Conflict is brewing over the dominance of foreign companies in securing government contract deals with the Reserve Bank of Malawi accusing local entrepreneurs of not being organised to be awarded the contracts.
But the Indegineous Business Association of Malawi (Ibam) has hit back accusing government of lacking a deliberate policy to empower local companies.
Reserve Bank of Malawi (RBM) Governor Charles Chuka on Saturday defended the domination by foreigners in landing huge government deals such as the Fertiliser Subsidy Programme.
Chuka said, unlike the locals, foreigners are well organised and pull resources together when submitting bids which puts them at an advantage in as far as winning tenders is concerned.
Chuka was speaking during question time at the Financial Market dealers Association (Fimda) annual conference.
One of the dealers asked authorities, including Finance Minister Goodall Gondwe, why government continues to award large government procurement deals to foreign firms at the expense of locals.
According to the dealer, the domination of foreign firms in government business such as the Fisp is one of the windows through which Malawi is losing forex as some of the firms use the deals as an opportunity to externalise forex.
With the tobacco market closed and donor taps still dry, Malawi is currently facing a forex squeeze, a development that has resulted in the kwacha witnessing a sharp decline against the dollar and other major trading currencies.

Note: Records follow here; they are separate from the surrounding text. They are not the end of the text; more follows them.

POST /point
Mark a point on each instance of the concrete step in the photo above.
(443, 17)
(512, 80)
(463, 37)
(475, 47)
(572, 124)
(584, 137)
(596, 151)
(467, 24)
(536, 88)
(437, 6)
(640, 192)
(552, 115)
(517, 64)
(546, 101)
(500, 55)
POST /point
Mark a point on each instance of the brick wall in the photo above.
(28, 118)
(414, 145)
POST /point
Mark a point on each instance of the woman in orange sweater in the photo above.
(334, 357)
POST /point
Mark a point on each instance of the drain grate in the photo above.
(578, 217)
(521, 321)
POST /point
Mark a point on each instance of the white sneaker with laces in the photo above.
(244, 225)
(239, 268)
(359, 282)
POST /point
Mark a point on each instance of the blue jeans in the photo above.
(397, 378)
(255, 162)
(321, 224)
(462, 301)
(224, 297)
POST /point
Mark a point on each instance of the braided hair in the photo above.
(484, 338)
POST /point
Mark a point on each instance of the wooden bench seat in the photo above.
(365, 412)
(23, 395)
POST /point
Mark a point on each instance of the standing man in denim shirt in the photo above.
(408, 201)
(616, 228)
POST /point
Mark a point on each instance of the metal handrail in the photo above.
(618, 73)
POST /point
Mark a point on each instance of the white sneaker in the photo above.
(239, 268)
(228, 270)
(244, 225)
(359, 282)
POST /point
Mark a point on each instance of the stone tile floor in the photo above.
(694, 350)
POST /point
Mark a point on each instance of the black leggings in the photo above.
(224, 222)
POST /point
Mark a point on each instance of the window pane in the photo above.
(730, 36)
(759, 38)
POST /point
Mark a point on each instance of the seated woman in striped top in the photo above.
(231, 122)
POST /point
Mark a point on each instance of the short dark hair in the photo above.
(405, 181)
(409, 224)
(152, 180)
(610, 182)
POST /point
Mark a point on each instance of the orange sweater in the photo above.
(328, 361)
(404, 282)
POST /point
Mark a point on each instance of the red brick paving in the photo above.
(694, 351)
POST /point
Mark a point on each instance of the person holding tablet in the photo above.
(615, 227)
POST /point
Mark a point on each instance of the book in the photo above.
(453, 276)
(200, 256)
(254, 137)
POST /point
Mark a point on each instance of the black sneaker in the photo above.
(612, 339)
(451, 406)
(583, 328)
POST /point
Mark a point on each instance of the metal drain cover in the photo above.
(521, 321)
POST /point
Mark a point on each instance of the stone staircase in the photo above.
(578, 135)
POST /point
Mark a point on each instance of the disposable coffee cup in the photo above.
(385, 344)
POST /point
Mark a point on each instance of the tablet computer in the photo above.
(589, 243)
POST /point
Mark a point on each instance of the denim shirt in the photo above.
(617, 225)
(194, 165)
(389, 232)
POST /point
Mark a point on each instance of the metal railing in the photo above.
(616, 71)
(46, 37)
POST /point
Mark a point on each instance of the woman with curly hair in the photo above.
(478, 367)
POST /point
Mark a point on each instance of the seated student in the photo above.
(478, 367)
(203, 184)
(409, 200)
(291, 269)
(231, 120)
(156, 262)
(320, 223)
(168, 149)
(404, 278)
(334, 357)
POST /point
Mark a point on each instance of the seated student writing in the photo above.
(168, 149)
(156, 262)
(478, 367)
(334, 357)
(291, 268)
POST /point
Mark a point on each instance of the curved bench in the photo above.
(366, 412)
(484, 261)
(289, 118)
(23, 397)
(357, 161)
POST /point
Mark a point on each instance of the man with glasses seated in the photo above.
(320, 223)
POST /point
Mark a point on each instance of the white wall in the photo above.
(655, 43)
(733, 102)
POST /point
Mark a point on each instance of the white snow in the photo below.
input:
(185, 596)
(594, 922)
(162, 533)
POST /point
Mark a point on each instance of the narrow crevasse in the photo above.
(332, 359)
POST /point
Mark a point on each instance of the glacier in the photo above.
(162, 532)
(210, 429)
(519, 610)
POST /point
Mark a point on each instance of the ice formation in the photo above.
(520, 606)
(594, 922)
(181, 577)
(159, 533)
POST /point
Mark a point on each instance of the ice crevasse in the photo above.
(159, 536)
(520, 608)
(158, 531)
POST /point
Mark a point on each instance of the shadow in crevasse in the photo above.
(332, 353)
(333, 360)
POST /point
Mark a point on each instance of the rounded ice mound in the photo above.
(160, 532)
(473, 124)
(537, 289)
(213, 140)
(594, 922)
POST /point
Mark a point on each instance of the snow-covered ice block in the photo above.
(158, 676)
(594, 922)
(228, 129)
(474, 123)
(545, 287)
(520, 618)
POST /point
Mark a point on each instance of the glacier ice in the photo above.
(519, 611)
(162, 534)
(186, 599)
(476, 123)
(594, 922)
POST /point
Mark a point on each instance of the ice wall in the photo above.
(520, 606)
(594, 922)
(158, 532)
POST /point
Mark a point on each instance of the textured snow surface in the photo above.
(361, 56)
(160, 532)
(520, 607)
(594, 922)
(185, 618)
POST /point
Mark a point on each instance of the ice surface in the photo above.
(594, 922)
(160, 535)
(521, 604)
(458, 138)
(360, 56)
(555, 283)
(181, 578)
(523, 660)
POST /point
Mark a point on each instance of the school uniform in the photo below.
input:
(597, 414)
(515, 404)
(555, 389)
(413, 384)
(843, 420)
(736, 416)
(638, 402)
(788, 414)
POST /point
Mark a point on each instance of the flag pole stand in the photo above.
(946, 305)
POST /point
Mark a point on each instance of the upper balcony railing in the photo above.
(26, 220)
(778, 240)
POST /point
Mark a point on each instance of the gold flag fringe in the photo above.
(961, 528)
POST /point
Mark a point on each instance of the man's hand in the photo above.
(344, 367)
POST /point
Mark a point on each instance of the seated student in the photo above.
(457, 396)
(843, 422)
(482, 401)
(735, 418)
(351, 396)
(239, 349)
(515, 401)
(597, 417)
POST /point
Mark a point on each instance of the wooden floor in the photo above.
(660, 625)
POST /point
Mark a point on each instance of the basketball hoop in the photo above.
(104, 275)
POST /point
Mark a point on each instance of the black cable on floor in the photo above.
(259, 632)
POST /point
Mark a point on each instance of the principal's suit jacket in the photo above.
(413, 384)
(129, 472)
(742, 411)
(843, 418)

He said every business operator doing business in the country is considered a citizen irrespective of skin colour and race.
“Most local entrepreneurs like doing business individually which results in them having low capacity,” said Chuka.
He accused local entrepreneurs of wishing to survive on sympathy rather than performance.
But the Indigenous Businesses Association of Malawi (Ibam) yesterday hit back at Chuka, accusing him of trying to betray Malawi.
Ibam President Mike Mlombwa said in an interview that elsewhere in the world; governments put in place what are called deliberate strategies to empower locals.
Mlombwa said the good thing about empowe ring locals is that they plough back whatever profits they make in the native economy, unlike foreigners who externalise the profits to their countries.
“Honestly speaking, Malawi will only be developed by Malawians and in this case indigenous Malawians. The reason Malawi has remained among the poorest countries in the world is not because it does not have businesses but it is because indigenous businesses have remained poor,” lamented Mlombwa.